Car le beach handball a des ambitions olympiques. « Tous les critères sont réunis : on a un format de match idéal, un jeu spectaculaire, des équipes qui viennent des cinq continents, et c’est un vrai spectacle avec de la musique et l’ambiance plage, résume Mickaël Illes. Et puis, il suffit de s’organiser avec le tournoi de beach-volley, qui figure déjà au programme des JO. La structure de sable et les tribunes sont déjà prévues. » Si en 2024 à Paris, le beach handball n’aura droit qu’à « un showcase », dixit le coach de l’équipe masculine, la discipline pourrait charmer le CIO pour Los Angeles en 2028. « Le beach, c’est un sport estival, fun, attractif, qui en plus passe très bien en vidéo et photo », abonde Joëlle Demouge.
Encore dans l’ombre de l’indoor
Mais à l’heure actuelle, le beach handball grandit encore dans l’ombre de l’indoor. Pour détecter les jeunes joueurs et joueuses notamment. « On s’appuie beaucoup sur le parcours de performance fédérale. On recrute les jeunes sur les stages nationaux en salle. On n’a pas de filière propre et spécifique au beach handball », expose Joëlle Demouge. Mais pourquoi ne pas y songer un jour. Clarisse Wild l’envisage bien, elle qui ne se voit pas dans une carrière longue en salle. « Ce serait trop dur d’aller jusqu’à 35 ans, confie-t-elle. J’espère pouvoir installer dans les années à venir du beach dans mon quotidien. Des clubs sont en train de se monter. Je vais voir quand je pourrai prendre une licence et peut-être faire un à deux entraînements de beach en plus du hand. Je dois aussi en discuter avec mon club. Je ne peux pas mener ma carrière de handballeuse pro à 100 % en faisant du beach toute l’année à côté. »
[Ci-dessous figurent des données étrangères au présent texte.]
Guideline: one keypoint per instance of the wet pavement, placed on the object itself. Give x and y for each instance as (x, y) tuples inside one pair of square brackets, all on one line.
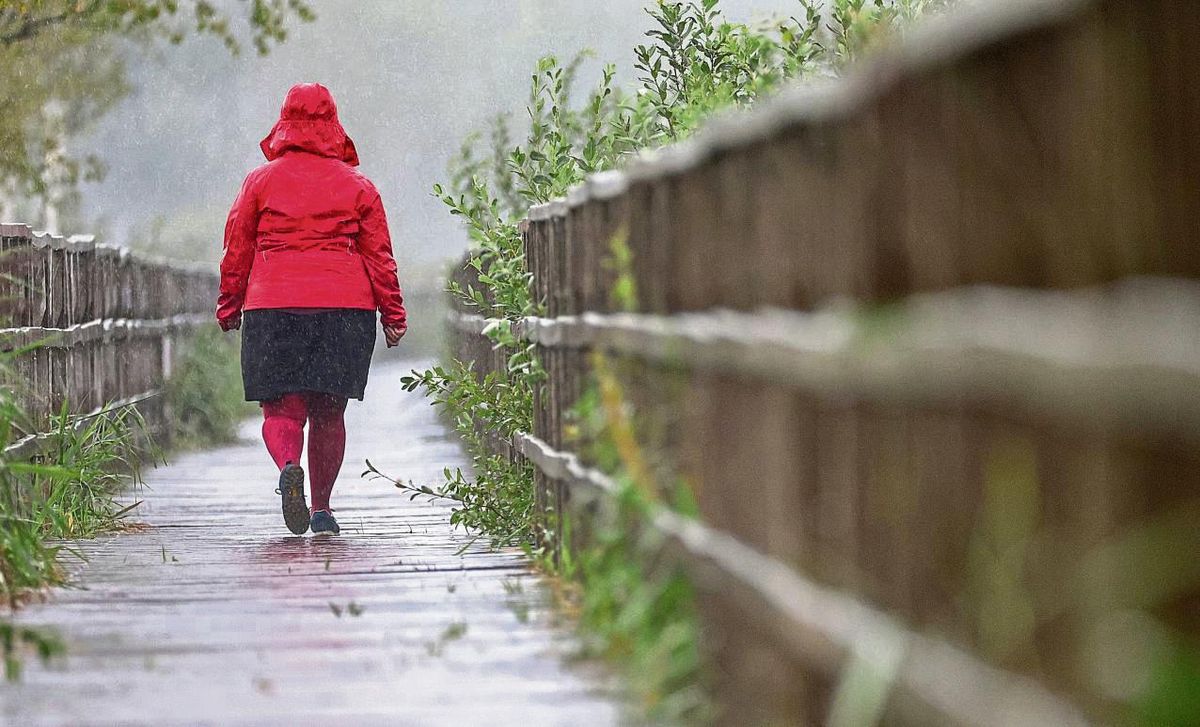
[(215, 614)]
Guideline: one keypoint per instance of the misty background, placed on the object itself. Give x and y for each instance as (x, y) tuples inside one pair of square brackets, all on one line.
[(411, 80)]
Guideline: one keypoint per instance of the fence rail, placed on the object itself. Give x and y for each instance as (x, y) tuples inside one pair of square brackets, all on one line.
[(90, 324), (923, 338)]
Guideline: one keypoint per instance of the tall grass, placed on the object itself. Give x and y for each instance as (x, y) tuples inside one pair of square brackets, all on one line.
[(69, 491)]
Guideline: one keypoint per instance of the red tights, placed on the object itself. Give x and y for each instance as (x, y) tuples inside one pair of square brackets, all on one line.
[(283, 421)]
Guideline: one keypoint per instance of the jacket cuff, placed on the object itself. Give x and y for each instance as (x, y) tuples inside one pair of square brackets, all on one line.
[(394, 322)]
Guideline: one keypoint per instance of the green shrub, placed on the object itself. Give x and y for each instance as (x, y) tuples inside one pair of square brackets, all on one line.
[(631, 607)]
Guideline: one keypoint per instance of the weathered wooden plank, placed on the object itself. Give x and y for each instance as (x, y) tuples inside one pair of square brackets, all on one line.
[(931, 682)]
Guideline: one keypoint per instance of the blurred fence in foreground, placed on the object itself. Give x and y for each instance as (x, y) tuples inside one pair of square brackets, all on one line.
[(106, 323), (925, 346)]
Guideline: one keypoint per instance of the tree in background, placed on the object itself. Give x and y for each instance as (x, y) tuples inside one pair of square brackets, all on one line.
[(61, 68)]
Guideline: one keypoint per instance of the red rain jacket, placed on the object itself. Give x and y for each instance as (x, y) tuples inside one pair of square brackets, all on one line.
[(307, 230)]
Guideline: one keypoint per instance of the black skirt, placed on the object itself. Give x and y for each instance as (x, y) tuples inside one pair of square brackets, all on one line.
[(324, 350)]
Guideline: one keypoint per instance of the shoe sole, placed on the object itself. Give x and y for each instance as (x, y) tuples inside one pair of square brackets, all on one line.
[(295, 509)]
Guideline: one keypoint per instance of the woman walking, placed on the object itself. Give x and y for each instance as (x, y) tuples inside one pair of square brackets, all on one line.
[(307, 262)]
Les clubs de hand indoor sont-ils si difficiles à convaincre ? « Pour l’Euro 2023, il va falloir négocier avec les clubs puisqu’il aura lieu du 23 au 28 mai. Pour les femmes, ça tombe sur une journée de championnat de D1 et D2, ce n’est pas simple », souffle Joëlle Demouge. Car Patrice Annonay le résume bien : « Pour les clubs des joueurs pros, ce sont des compétitions en plus dans un calendrier déjà bien chargé. Et puis, certains n’ont pas encore bien compris ce que le beach pouvait apporter à l’indoor ».
« On ne s’interdit pas une bière en fin de journée »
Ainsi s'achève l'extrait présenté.